Pepler was largely responsible for preparing the Town and Country Planning Act 1947, which gave a leading role to town planning within central and local government, and enshrined the concept of the green belt. He later took on planning consultancy roles in Renfrewshire, and between 1950 and 1954 for the Government of Singapore. He was a member of the Royal Commission on common land in 1955–58.

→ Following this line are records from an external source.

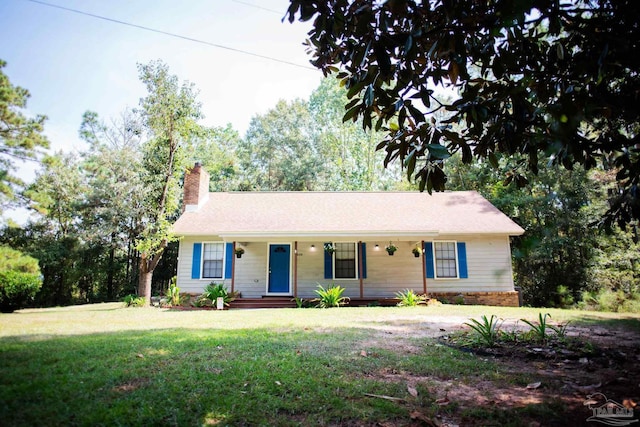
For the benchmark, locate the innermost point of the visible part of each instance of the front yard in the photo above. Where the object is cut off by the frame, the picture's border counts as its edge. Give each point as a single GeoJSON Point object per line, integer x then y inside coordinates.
{"type": "Point", "coordinates": [107, 365]}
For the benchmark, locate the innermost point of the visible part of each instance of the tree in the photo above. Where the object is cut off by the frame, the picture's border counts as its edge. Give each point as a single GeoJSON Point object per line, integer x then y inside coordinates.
{"type": "Point", "coordinates": [57, 194]}
{"type": "Point", "coordinates": [112, 214]}
{"type": "Point", "coordinates": [347, 151]}
{"type": "Point", "coordinates": [170, 113]}
{"type": "Point", "coordinates": [278, 152]}
{"type": "Point", "coordinates": [20, 136]}
{"type": "Point", "coordinates": [538, 77]}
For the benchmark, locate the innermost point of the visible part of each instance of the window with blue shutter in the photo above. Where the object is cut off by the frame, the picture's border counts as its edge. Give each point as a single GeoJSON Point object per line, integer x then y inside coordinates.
{"type": "Point", "coordinates": [328, 264]}
{"type": "Point", "coordinates": [228, 260]}
{"type": "Point", "coordinates": [444, 262]}
{"type": "Point", "coordinates": [462, 260]}
{"type": "Point", "coordinates": [428, 259]}
{"type": "Point", "coordinates": [195, 262]}
{"type": "Point", "coordinates": [363, 257]}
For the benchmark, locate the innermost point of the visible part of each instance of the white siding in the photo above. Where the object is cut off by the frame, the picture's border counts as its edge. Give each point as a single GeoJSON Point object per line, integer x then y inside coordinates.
{"type": "Point", "coordinates": [488, 265]}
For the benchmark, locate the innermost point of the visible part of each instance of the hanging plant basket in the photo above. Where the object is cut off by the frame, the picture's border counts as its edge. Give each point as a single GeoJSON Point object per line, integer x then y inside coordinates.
{"type": "Point", "coordinates": [391, 249]}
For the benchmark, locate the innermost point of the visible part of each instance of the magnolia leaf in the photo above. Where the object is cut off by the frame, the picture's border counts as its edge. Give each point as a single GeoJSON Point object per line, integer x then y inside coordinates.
{"type": "Point", "coordinates": [412, 390]}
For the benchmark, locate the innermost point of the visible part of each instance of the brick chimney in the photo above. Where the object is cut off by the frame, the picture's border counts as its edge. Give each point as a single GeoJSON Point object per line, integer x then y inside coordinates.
{"type": "Point", "coordinates": [196, 188]}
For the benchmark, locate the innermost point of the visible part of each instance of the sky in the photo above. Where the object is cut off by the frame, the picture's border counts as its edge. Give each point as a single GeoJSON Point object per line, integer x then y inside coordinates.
{"type": "Point", "coordinates": [71, 62]}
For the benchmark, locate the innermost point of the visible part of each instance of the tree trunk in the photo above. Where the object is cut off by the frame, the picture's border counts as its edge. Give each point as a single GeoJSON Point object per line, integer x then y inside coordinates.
{"type": "Point", "coordinates": [144, 283]}
{"type": "Point", "coordinates": [111, 268]}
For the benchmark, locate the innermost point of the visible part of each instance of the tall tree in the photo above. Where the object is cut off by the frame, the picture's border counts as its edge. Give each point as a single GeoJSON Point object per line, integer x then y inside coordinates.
{"type": "Point", "coordinates": [20, 136]}
{"type": "Point", "coordinates": [556, 78]}
{"type": "Point", "coordinates": [170, 113]}
{"type": "Point", "coordinates": [57, 194]}
{"type": "Point", "coordinates": [215, 148]}
{"type": "Point", "coordinates": [346, 150]}
{"type": "Point", "coordinates": [278, 152]}
{"type": "Point", "coordinates": [112, 214]}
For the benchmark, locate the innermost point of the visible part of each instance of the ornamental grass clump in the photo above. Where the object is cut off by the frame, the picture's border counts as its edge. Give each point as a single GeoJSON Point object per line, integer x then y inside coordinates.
{"type": "Point", "coordinates": [330, 297]}
{"type": "Point", "coordinates": [486, 330]}
{"type": "Point", "coordinates": [409, 298]}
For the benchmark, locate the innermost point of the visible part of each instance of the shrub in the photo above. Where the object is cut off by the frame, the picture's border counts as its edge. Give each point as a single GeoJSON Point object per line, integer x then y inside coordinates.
{"type": "Point", "coordinates": [173, 297]}
{"type": "Point", "coordinates": [133, 300]}
{"type": "Point", "coordinates": [19, 279]}
{"type": "Point", "coordinates": [17, 289]}
{"type": "Point", "coordinates": [213, 291]}
{"type": "Point", "coordinates": [330, 297]}
{"type": "Point", "coordinates": [409, 298]}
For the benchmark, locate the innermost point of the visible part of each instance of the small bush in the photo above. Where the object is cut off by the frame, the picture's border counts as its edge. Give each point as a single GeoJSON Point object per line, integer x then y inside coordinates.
{"type": "Point", "coordinates": [173, 296]}
{"type": "Point", "coordinates": [213, 291]}
{"type": "Point", "coordinates": [17, 289]}
{"type": "Point", "coordinates": [409, 298]}
{"type": "Point", "coordinates": [19, 279]}
{"type": "Point", "coordinates": [133, 300]}
{"type": "Point", "coordinates": [330, 297]}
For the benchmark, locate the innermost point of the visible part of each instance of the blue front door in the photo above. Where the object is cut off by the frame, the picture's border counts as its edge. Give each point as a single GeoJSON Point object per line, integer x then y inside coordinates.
{"type": "Point", "coordinates": [279, 268]}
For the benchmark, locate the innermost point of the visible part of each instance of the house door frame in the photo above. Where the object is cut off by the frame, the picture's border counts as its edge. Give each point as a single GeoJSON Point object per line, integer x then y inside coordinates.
{"type": "Point", "coordinates": [289, 262]}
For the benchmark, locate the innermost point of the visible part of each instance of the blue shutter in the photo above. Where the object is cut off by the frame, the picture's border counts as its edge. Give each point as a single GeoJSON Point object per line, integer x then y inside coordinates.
{"type": "Point", "coordinates": [462, 260]}
{"type": "Point", "coordinates": [328, 264]}
{"type": "Point", "coordinates": [428, 259]}
{"type": "Point", "coordinates": [363, 254]}
{"type": "Point", "coordinates": [195, 263]}
{"type": "Point", "coordinates": [228, 260]}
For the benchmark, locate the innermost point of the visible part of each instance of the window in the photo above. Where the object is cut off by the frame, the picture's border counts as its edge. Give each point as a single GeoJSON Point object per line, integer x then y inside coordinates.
{"type": "Point", "coordinates": [345, 261]}
{"type": "Point", "coordinates": [212, 260]}
{"type": "Point", "coordinates": [445, 254]}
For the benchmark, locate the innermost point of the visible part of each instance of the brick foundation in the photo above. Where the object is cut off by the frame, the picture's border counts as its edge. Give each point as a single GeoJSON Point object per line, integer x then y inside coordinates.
{"type": "Point", "coordinates": [503, 299]}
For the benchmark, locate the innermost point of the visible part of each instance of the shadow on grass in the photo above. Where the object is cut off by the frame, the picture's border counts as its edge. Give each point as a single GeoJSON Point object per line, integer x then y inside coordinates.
{"type": "Point", "coordinates": [224, 377]}
{"type": "Point", "coordinates": [622, 322]}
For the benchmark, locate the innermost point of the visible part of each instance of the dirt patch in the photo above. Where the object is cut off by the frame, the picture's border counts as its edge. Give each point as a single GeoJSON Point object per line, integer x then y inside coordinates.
{"type": "Point", "coordinates": [131, 385]}
{"type": "Point", "coordinates": [599, 361]}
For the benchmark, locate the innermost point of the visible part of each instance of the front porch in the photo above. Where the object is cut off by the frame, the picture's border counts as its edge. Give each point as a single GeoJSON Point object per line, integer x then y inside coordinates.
{"type": "Point", "coordinates": [288, 302]}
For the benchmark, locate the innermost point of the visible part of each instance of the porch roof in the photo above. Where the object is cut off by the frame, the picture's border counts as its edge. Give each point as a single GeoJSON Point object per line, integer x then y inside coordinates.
{"type": "Point", "coordinates": [307, 215]}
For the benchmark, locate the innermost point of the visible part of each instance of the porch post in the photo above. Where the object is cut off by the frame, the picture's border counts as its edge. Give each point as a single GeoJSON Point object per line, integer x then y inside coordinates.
{"type": "Point", "coordinates": [233, 267]}
{"type": "Point", "coordinates": [360, 269]}
{"type": "Point", "coordinates": [295, 269]}
{"type": "Point", "coordinates": [424, 272]}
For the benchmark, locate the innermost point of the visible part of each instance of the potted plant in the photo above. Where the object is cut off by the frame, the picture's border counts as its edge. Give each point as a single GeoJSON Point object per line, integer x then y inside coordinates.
{"type": "Point", "coordinates": [391, 248]}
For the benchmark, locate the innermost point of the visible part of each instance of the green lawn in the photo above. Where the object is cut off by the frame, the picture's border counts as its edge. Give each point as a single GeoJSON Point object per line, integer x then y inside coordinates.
{"type": "Point", "coordinates": [107, 365]}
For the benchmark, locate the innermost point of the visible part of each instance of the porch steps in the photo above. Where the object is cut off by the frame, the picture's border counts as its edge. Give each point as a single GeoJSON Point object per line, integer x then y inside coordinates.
{"type": "Point", "coordinates": [287, 302]}
{"type": "Point", "coordinates": [264, 302]}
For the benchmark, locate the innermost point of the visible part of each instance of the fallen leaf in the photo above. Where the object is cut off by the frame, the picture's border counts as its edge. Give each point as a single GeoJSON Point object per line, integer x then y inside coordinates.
{"type": "Point", "coordinates": [417, 415]}
{"type": "Point", "coordinates": [381, 396]}
{"type": "Point", "coordinates": [443, 401]}
{"type": "Point", "coordinates": [587, 388]}
{"type": "Point", "coordinates": [412, 390]}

He became President of the TPI in 1919–20, and uniquely served for a second term in 1949–50, as well as acting as the organisation's Secretary and Treasurer at different times. He also received the organisation's Gold Medal. He chaired both the Town Planning Joint Examination Board and the Town and Country Planning Summer School for many years. He was President of the International Federation for Housing and Town Planning in 1935–38, and again between 1947 and 1952 before becoming its Honorary President for life. He was also active in the National Playing Fields Association, and in the Council for the Preservation of Rural England.

He was knighted in 1948. He died in Dorset at the age of 77.

==Legacy==
The George Pepler International Award was established by the Royal Town Planning Institute in 1973, and is awarded to a person aged under 30 undertaking research in some aspect of town planning.